This automated churn predictor generates sample customer data (with company names), trains a machine-learning model, evaluates performance, and saves risk predictions for a connected Shiny dashboard.
if (file.exists("data/synthetic_churn_data.csv")) {
churn_data <- read_csv("data/synthetic_churn_data.csv", show_col_types = FALSE)
cat("Loaded existing churn dataset.
")
} else {
dir.create("data", showWarnings = FALSE)
n <- 1000
churn_data <- tibble(
company = paste("Company", seq_len(n)),
usage_score = runif(n, 0, 100),
nps = sample(seq(0, 10), n, replace = TRUE),
tickets = rpois(n, 3),
days_since_login = rpois(n, 30),
contract_length_months = sample(c(6, 12, 24), n, replace = TRUE)
) %>%
mutate(
health_score = (usage_score * 0.35 + nps * 10 * 0.35 - tickets * 0.1),
churn_prob = plogis(-3 + 0.04 * days_since_login - 0.02 * usage_score - 0.1 * nps + 0.3 * tickets),
churn = rbinom(n, 1, churn_prob)
)
write_csv(churn_data, "data/synthetic_churn_data.csv")
cat("✅ Synthetic churn dataset created with company names.
")
}
## ✅ Synthetic churn dataset created with company names.
data_model <- churn_data %>% select(-churn_prob)
train_index <- createDataPartition(data_model$churn, p = 0.8, list = FALSE)
train_data <- data_model[train_index, ]
test_data <- data_model[-train_index, ]
rf_model <- randomForest(factor(churn) ~ usage_score + nps + tickets + days_since_login + contract_length_months + health_score,
data = train_data, ntree = 200, importance = TRUE)
rf_model
##
## Call:
## randomForest(formula = factor(churn) ~ usage_score + nps + tickets + days_since_login + contract_length_months + health_score, data = train_data, ntree = 200, importance = TRUE)
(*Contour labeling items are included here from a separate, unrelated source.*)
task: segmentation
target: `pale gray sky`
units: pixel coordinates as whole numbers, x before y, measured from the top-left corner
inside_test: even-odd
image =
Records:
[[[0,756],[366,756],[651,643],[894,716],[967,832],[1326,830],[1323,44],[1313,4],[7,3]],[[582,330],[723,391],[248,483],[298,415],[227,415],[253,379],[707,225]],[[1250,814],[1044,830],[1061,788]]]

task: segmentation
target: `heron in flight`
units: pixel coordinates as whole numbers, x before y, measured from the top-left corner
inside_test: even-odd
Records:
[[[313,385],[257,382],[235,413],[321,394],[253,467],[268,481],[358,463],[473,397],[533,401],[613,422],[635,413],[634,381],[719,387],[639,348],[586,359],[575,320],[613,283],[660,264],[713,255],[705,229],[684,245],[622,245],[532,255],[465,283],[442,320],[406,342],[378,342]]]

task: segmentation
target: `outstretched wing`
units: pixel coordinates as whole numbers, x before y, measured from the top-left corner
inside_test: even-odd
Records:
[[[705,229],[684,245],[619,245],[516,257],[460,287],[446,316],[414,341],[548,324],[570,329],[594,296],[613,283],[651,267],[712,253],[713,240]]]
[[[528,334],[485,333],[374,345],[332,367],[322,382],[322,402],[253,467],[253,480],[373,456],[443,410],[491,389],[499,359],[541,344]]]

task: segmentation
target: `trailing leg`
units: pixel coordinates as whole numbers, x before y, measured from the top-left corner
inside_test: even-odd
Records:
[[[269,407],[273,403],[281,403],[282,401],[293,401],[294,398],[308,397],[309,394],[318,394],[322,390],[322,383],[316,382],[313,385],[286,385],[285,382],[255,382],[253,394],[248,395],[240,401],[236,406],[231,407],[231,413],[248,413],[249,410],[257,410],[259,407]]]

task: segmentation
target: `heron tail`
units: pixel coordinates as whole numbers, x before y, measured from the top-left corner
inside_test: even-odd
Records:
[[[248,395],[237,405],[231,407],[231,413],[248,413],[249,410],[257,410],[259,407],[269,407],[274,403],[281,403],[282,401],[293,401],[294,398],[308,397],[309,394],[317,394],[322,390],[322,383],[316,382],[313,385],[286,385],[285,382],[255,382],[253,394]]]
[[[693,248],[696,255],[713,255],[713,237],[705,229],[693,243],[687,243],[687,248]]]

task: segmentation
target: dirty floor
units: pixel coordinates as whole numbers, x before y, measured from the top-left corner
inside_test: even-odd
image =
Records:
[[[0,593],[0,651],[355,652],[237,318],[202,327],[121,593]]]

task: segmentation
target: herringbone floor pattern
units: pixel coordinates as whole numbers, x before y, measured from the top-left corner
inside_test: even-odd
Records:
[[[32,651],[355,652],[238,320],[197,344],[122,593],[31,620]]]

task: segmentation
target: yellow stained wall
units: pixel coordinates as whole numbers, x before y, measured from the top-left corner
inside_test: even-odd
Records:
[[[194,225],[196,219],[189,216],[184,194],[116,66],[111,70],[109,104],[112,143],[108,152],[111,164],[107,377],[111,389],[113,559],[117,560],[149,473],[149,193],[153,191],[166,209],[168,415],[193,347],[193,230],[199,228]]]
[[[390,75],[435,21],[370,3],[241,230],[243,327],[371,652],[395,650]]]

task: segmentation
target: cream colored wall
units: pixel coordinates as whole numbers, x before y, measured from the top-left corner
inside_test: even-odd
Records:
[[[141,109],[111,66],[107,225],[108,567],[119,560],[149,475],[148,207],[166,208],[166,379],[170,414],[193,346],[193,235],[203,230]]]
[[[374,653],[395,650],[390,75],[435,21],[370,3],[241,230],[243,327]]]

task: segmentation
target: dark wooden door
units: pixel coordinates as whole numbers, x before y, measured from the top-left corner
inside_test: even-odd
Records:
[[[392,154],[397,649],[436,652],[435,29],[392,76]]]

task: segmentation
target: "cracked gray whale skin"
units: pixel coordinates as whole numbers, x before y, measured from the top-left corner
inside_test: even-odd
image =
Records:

## Type of random forest: classification
## Number of trees: 200
## No. of variables tried at each split: 2
##
## OOB estimate of error rate: 11.62%
## Confusion matrix:
## 0 1 class.error
## 0 702 7 0.009873061
## 1 86 5 0.945054945
preds <- predict(rf_model, test_data, type = "response")
conf_matrix <- confusionMatrix(factor(preds), factor(test_data$churn))
conf_matrix
## Confusion Matrix and Statistics
##
## Reference
## Prediction 0 1
## 0 182 16
## 1 2 0
##
## Accuracy : 0.91
## 95% CI : (0.8615, 0.9458)
## No Information Rate : 0.92
## P-Value [Acc > NIR] : 0.749439
##
## Kappa : -0.0181
##
## Mcnemar's Test P-Value : 0.002183
##
## Sensitivity : 0.9891
## Specificity : 0.0000
## Pos Pred Value : 0.9192
## Neg Pred Value : 0.0000
## Prevalence : 0.9200
## Detection Rate : 0.9100
## Detection Prevalence : 0.9900
## Balanced Accuracy : 0.4946
##
## 'Positive' Class : 0
##
importance_df <- as.data.frame(importance(rf_model)) %>%
rownames_to_column("Feature")
ggplot(importance_df, aes(x = reorder(Feature, MeanDecreaseGini), y = MeanDecreaseGini)) +
geom_col(fill = "#2b8cbe") +
coord_flip() +
labs(title = "Feature Importance for Churn Model", x = "Feature", y = "Importance") +
theme_minimal()
preds_prob <- predict(rf_model, test_data, type = "prob")[, 2]
test_results <- test_data %>% mutate(predicted_prob = preds_prob) %>% arrange(desc(predicted_prob))
write_csv(test_results, "data/latest_churn_predictions.csv")
cat("Saved predictions to data/latest_churn_predictions.csv
")
## Saved predictions to data/latest_churn_predictions.csv
cat("Model Accuracy:", round(conf_matrix$overall["Accuracy"], 3), "
")
## Model Accuracy: 0.91
cat("F1 Score:", round(conf_matrix$byClass["F1"], 3), "
")
## F1 Score: 0.953
0 6 * * * /usr/local/bin/Rscript -e "rmarkdown::render('~/Projects/churn_predictor_with_company_names.Rmd')"
The output file below feeds the live dashboard.
data/latest_churn_predictions.csv
the Shiny app reads this automatically and displays company names in the Top 10 At‑Risk Customers table.